2. Ivar’s Acres of Clams opens at Pier 54.
“Ivar’s” is a name that is synonymous with what the Pacific Northwest seafood scene is and has become. Most of those familiar with the Seattle based Ivar’s seafood restaurant chain are probably accustomed to its cuisine and aware of the current locations, throughout the local area and regionally.
However, most people probably don’t know that the Ivar’s location on Seattle’s Pier 54 was, originally, home to Seattle’s first aquarium that Ivar Haglund had himself built in 1938. At first, Ivar had established a small fish and chips bar adjacent to his aquarium in order to feed his patrons but, later in July of 1946, he replaced that bar with the now famous “Ivar’s Acres of Clams” that accommodated nearly a hundred customers, on the same site.
For more info please go to: http://www.historylink.org/File/2501
3. Kalakala becomes world’s first to use commercial marine radar.
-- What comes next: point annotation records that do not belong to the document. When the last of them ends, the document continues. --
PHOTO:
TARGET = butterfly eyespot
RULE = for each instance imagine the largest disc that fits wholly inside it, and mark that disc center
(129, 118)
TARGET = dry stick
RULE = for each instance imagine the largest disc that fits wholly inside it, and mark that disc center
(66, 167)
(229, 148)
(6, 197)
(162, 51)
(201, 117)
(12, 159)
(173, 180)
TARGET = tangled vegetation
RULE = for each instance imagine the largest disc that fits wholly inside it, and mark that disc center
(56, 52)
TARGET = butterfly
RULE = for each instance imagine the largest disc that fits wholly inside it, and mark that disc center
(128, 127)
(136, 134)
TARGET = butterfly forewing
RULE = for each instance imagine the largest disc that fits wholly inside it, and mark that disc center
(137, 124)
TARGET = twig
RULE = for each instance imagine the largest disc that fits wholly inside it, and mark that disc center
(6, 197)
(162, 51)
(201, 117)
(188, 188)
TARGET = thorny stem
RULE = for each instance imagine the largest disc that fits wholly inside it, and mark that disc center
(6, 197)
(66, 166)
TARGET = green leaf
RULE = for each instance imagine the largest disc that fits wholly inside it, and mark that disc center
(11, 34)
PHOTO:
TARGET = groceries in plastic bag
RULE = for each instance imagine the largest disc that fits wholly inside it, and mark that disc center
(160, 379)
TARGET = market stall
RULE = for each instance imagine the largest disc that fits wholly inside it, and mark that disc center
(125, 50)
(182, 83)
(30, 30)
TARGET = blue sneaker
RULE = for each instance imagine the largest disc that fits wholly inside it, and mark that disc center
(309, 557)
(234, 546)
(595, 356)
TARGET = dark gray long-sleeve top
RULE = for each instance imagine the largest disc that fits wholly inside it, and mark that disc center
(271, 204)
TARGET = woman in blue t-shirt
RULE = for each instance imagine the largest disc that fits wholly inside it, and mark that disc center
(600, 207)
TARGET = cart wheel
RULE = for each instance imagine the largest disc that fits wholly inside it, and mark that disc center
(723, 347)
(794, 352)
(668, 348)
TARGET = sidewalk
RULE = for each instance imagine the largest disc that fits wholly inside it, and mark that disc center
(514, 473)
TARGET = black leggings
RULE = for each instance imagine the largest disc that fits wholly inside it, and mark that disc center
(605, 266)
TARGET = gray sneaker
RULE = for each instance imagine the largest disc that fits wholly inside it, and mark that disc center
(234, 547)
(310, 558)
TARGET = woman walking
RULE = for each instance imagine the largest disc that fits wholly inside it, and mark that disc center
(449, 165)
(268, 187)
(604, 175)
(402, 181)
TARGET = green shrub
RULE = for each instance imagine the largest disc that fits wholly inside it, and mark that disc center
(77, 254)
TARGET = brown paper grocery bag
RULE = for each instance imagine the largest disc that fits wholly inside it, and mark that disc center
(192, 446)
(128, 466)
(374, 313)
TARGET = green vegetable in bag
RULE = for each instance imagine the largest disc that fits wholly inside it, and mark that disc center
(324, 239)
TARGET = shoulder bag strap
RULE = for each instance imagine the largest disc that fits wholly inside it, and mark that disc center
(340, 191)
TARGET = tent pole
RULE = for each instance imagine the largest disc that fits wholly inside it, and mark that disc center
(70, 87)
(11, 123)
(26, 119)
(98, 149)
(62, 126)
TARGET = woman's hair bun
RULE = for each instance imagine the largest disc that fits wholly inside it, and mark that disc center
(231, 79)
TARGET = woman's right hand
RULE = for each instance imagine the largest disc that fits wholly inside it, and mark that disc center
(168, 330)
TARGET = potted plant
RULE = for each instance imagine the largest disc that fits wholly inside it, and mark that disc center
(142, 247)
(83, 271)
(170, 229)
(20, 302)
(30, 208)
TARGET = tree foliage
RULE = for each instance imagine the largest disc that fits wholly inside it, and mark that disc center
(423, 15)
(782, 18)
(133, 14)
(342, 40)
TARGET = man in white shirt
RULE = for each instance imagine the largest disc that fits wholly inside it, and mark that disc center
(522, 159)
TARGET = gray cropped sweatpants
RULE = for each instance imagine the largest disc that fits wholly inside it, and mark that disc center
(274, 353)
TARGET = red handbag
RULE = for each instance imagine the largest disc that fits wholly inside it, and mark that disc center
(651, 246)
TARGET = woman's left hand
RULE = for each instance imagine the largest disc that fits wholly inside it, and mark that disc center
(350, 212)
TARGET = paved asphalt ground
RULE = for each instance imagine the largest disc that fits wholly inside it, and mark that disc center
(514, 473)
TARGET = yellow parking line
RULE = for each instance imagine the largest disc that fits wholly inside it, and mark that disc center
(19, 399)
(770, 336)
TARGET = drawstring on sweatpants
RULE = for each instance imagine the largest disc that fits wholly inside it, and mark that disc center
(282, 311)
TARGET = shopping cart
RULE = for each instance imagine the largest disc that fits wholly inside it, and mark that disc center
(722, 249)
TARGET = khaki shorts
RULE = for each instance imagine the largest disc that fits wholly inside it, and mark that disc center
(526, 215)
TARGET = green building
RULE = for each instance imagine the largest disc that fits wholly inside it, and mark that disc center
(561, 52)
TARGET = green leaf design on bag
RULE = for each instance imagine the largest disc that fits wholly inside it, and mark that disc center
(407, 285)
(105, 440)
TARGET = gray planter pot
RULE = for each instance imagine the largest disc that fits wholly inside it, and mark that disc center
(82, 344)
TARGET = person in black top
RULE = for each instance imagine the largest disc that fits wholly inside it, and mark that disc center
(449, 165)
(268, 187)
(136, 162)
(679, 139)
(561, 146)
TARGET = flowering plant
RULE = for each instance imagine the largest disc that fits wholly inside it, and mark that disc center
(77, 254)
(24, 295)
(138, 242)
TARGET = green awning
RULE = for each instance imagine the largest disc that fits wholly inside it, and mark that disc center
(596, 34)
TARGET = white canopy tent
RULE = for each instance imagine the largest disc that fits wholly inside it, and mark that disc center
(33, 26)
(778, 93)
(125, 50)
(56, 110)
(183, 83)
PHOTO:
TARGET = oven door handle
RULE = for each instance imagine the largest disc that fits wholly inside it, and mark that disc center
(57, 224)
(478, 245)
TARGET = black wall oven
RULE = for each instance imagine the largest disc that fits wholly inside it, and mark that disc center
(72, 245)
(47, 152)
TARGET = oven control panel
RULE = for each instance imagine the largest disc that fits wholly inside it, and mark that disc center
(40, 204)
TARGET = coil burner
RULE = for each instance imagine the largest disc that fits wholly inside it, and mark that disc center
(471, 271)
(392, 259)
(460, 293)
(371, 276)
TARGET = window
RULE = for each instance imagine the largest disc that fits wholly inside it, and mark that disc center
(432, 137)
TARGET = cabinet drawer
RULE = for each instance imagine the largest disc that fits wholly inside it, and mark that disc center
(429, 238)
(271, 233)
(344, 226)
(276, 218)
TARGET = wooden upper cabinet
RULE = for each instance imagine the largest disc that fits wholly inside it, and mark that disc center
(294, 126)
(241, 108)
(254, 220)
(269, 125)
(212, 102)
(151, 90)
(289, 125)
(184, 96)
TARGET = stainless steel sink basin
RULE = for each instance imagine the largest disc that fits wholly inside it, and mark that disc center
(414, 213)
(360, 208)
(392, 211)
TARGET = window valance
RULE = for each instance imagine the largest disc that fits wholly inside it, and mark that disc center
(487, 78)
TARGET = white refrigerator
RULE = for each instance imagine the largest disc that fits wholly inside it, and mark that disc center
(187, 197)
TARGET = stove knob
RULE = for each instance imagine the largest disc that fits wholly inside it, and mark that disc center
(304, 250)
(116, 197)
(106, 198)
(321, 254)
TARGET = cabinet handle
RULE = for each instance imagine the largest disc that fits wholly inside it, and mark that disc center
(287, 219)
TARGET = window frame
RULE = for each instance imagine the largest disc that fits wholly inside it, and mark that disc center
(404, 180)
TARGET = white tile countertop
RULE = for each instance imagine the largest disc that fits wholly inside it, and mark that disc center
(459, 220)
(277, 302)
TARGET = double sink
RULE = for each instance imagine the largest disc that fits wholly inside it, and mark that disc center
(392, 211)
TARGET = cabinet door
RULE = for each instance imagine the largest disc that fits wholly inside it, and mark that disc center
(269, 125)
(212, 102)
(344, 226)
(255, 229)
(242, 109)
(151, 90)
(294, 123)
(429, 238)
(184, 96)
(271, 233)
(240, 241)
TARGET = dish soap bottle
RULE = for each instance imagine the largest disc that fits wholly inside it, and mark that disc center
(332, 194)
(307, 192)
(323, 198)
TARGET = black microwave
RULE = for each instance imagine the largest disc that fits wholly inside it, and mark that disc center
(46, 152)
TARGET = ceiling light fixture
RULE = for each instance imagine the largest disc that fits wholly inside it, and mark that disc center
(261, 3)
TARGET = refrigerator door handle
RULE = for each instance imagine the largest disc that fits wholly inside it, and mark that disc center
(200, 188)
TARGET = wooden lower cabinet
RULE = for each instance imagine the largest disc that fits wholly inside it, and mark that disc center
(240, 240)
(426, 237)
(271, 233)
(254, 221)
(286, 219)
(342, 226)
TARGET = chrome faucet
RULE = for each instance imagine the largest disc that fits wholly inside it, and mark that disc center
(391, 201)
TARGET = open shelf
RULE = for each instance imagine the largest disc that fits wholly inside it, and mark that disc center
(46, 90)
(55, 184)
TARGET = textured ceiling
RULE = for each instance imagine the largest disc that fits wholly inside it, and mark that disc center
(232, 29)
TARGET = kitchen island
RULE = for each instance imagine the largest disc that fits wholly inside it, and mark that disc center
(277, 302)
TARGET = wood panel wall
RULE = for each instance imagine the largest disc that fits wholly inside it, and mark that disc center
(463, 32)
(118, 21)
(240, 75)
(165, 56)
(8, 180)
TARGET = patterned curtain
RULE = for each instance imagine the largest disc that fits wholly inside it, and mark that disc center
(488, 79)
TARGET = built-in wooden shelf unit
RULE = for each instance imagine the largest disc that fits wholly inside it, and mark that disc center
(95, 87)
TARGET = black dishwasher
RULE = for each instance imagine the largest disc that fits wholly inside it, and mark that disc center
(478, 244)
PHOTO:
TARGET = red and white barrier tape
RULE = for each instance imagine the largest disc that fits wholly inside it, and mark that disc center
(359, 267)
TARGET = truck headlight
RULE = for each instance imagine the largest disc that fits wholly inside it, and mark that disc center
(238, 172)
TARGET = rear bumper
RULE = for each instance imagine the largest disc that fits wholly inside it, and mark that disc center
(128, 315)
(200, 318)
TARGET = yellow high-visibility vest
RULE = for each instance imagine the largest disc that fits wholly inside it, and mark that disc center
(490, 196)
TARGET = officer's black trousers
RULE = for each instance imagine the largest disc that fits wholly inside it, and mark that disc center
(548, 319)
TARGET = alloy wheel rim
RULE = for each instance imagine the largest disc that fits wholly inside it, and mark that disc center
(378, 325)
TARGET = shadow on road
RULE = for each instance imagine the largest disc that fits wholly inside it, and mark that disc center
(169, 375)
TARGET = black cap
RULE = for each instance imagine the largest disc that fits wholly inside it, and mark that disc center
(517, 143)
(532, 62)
As previously mentioned, in our blog post “3 Things You Didn’t Know About Seattle in the Thirties” The Kalakala was a truly astonishing marine vessel that roamed the waters of the Seattle area for many mid-century years. Her name “Kalakala”, in Chinook Indian jargon translates to “the flying bird”. A gleaming beacon of modernity and style coupled with a workhorse ethic, continually transporting people and vehicles in luxury accommodations across the Puget Sound up until the 1960’s, when she was later decommissioned. She was home to many firsts, as a ferry may go. From her unique steel structure and shining outer skin to her record breaking 3,000-horse power diesel engine, she was home to many state-of-the-art inventions. One such invention she received was put into use on February 14th 1946, allowing the Kalakala to become the first ever user of commercial radar for navigation, anywhere in the world!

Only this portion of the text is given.